Martin Helmchen. Photograph: Marco BorggreveIn the evening concert, Christoph von Dohnányi returned to the Philharmonia Orchestra. They provided a lively and detailed accompaniment to Martin Helmchen that was searching in its expression if less autumnal than usual (this may be Mozart’s final piano concerto, but according to Ludwig Köchel he had thirty-one more works to write, if leaving the K626 Requiem incomplete). Helmchen played with admiral clarity and keen music-serving virtuosity, never dominating yet ensuring that ripples, decorations and incisions meant something. There were delightfully significant contributions from the woodwinds and the strings were poised. If the first movement got a little faster as it went along, there was nothing precipitate and numerous half-lights bespoke a probing but never cloying interpretation. With a slow movement at once simple and profound and a finale both playful and innocent, this was a reading that offered serenity but not valediction. At numerous points Helmchen added charming, sometimes witty ornamentation, and even a few solo bars of his own in the finale – all brought off in the best possible taste.

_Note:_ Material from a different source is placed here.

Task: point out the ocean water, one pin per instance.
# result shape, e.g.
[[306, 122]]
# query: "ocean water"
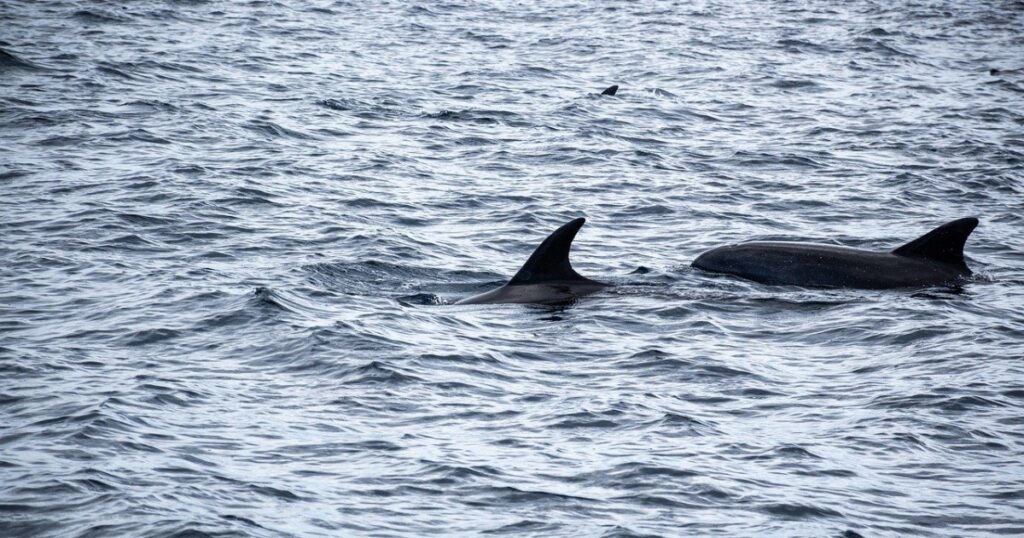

Christoph von DohnányiBruckner 8, a supreme masterpiece, began in reverential hush, the first movement gathering impulse yet finding a rapt still-centre before a crushing climax and a coda in which the clock stopped without delay. Dohnányi had the measure of the music’s agony and ecstasy and went on to deliver a scherzo of rare swiftness and locomotive power, the trio being of related pulse but without seeming rushed; all over in a nifty non-retarded 12 minutes, this was quite something. As was the Adagio, solemn, spacious, sacred and sublime, and benefitting from Robert Haas’s longer text (Leopold Nowak’s edition may be truer to Bruckner’s later wishes in terms of a cut as the cymbal-capped climax is reached, but Haas’s greater reach is always the more satisfying). These 25 minutes were altogether special. The finale had its fair share of force and impetus, offset by courtly grace and seraphic suggestions – green hills in view on this Parsifalian journey – and topped by the awesome coda.

The occasional brass slippage – and overload – aside, the fastidious playing was magnificent in its commitment, Dohnányi ensuring that the writing for the two violin sections was thrown into relief through being antiphonally disposed, and that Bruckner’s requested trio of harps was honoured. Thank God (to whose Glory this symphony is dedicated) there is still a conductor around who values the Haas edition (for all that it is something of a composite between the 1887 and 1890 versions). The only sadness is that this 77-minute performance was not recorded – one had imagined that Signum would have wanted it following the success of this partnership’s Bruckner 4. So this consummate No.8 must now be of blessed memory.